Jul 22, 2024

Python Pickle Risks and Safer Serialization Alternatives

By Alyce Osbourne

When Python developers hear the word “pickle,” they may not immediately think of briny cucumbers but rather of the built-in pickle module used for serializing and deserializing Python objects. While pickle can be a powerful tool, it also carries significant risks that can leave your codebase vulnerable. In this blog post, I will explore these dangers and discuss safer alternatives.

What is Pickle?

The pickle module allows you to serialize Python objects into a byte stream, which can then be written to a file or transmitted over a network. Later, you can deserialize this byte stream back into a Python object. On the surface, this can be incredibly convenient for persisting data, caching, or sending complex objects between different parts of a system, but as I will explain, it’s not without its drawbacks.

How to use Pickle

Pickle is fairly straightforward to use. If you are familiar with the json module, it may seem familiar. It allows you to serialize almost any Python object, which makes it incredibly convenient to use because there is no need to build complicated serialization tools.

import dataclasses
import pickle


@dataclasses.dataclass
class User:
    name: str
    age: int


data = User(name="Arjan", age=47)

pickled_data = pickle.dumps(data)
unpickled_data = pickle.loads(pickled_data)
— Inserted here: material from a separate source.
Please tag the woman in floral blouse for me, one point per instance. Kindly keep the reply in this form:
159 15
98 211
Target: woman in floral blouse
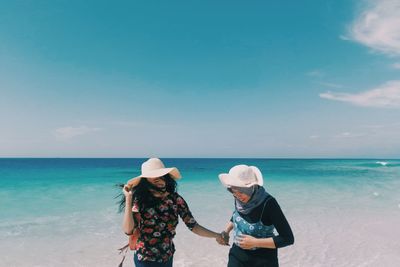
153 206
assert data == unpickled_data

The pickled data for the user looks like this:

b'\\x80\\x04\\x954\\x00\\x00\\x00\\x00\\x00\\x00\\x00\\x8c\\x08__main__\\x94\\x8c\\x04User\\x94\\x93\\x94)\\x81\\x94}\\x94(\\x8c\\x04name\\x94\\x8c\\x05Arjan\\x94\\x8c\\x03age\\x94K/ub.'

As you can see, we can pick out some minor details, but generally, it’s pretty hard to read. You should take notice of the __main__ and User fragments, it’s these that inform Pickle of the type it should deserialize too.

The dangers

Security Vulnerabilities: The most significant danger of using pickle is its inherent insecurity. When you unpickle data, you are essentially executing the byte stream as Python code. This means that if an attacker can modify the serialized data, they can execute arbitrary code on your system. This vulnerability can lead to severe consequences, such as data breaches, system compromises, and more. Malicious payloads are trivial to create and can be as simple as just a few lines of code.
Compatibility Issues: Pickle and the data it generates are specific to Python, and it generally doesn’t support unpickling data between versions. This can be problematic when you need to upgrade your Python version or share data between different systems and languages.
Lack of Transparency: Pickle’s byte stream is generally not human-readable, making it challenging to debug and inspect the data. If something goes wrong, it can be difficult to determine the cause without detailed knowledge of the pickle protocol and the serialized objects.
Size and Performance: Pickle can produce large byte streams, leading to increased storage requirements and slower performance, especially when working with large or complex objects. This can be a significant drawback in resource-constrained environments.

Malicious payloads

To show you just how scary Pickle is and how easy it is for just about anyone to ruin your day, here is a simple example of how malicious payloads can be created.

import os
import pickle


class Payload:
    def __init__(
            self,
            init,
            *args
    ):
        self.init = init
        self.args = args

    def __reduce__(self):
        return self.init, self.args


payload = pickle.dumps(
    Payload(
        os.system,
        'echo Malicious code executed!'
    ))

with open('payload.bin', 'wb') as f:
    f.write(payload)

That’s it! In just a few lines of code, we have Arbitrary Code Execution! The minute this code is unpickled, it will run its payload, and you have effectively destroyed your production server. And it could be so much worse. This could have infected your machine, exfiltrated confidential information, etc.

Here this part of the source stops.